Way was charged March 23 with two Class X felonies, Manufacturing between 600 and 1500 Ecstasy pills, and Controlled Substance Trafficking.

He, as well as Mann, was held this time on a $400,000 bail ($40,000 cash bond). No roomie was going to come bond either one of them out on this arrest.

Stratas shaken; ‘living in a tent’…?

Way’s arrest prompted differing responses among the many stratas of society throughout Williamson, Franklin, Saline and Hardin counties who either have had dealings with him in the past nearly ten years, or more importantly, those who might be having dealings with him currently.

The young Scotty Alyn Way, son of beloved Harrisburg-area coach Al Way, was himself headed toward a career in education and coaching, having been hired on at Hardin County Schools in 2007 before dope-moving cut his career short.

Caught with a freezer full of dope and a house full of dope and paraphernalia, he ultimately entered a plea of guilty to a cocaine possession charge in 2009, and received four years probation in exchange…which he proceeded to screw up badly, testing hot for cocaine on urinalysis almost immediately.
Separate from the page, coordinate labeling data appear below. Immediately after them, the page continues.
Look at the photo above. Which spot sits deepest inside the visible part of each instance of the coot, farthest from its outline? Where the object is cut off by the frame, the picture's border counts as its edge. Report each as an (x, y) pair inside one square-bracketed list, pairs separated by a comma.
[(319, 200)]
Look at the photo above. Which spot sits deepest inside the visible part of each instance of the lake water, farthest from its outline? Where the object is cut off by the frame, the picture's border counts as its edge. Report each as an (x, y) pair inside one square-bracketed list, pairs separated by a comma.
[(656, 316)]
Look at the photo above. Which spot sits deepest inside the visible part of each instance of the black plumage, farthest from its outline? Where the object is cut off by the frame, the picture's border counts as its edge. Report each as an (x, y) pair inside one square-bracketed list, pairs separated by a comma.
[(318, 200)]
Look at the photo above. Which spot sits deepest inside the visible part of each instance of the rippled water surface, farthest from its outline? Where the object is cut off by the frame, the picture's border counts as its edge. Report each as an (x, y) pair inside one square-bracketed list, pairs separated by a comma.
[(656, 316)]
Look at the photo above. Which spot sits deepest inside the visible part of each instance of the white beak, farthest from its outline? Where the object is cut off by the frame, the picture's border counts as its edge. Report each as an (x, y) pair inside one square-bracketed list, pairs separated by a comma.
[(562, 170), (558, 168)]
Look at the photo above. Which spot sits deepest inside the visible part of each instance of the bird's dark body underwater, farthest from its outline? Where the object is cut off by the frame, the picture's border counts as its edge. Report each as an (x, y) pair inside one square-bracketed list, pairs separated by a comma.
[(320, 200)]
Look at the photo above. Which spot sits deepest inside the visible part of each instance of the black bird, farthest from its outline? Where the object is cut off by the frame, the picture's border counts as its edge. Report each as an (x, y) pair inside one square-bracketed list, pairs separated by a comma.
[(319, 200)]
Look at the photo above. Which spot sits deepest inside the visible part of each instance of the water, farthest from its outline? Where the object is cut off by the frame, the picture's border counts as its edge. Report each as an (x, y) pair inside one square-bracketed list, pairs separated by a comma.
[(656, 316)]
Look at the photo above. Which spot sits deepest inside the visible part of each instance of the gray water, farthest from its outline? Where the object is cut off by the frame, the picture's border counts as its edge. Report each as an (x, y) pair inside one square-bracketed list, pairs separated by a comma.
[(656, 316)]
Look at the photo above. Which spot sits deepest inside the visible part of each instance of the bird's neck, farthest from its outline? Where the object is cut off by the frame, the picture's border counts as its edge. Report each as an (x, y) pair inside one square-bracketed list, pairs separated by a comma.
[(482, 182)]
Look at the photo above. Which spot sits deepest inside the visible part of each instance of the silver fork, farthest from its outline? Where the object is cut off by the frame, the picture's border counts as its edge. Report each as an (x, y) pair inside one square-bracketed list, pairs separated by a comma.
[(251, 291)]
With Bryan Drew (of Franklin County) as his attorney, Way ultimately was sentenced to a boot camp in Pope County, having tested hot for cocaine the day before he was to make the decision of 120 days in boot camp or 90 days in DOC (he’d spent a considerable amount of time in the Saline County Detention Center leading up to sentencing, lightening the DOC stint.)

The early screw-ups out of the way, Way came back to the area and told compatriots that he was “homeless” and living behind the hospital in Harrisburg in a tent, which may or may not have been the case, depending on where he was camping out; the country club, with its own movers and shakers, happens to be located “behind the hospital” and so it’s entirely possible that Way was merely camping out in the posh back yard of a Harrisburg elite…many of which have been connected with the city’s shady “gentlemen’s club,” the “Chess Club” (see other articles in this and previous editions dating back to November 2015.)

This might make a lot of sense, if in fact the rumors of high-end drugs (including, reasonably, club drugs like XTC) flowing through the place freely are valid.

Thus far, Way has been making the Williamson County Jail his “home,” as none in the club circle – nor any other circle in which Way might run – has been willing to fork over $40,000.

Way was set for a preliminary hearing shortly after release of this issue, on April 18. In court paperwork, he’s claiming to be representing himself.

Mann’s next hearing is just a pretrial, on April 25.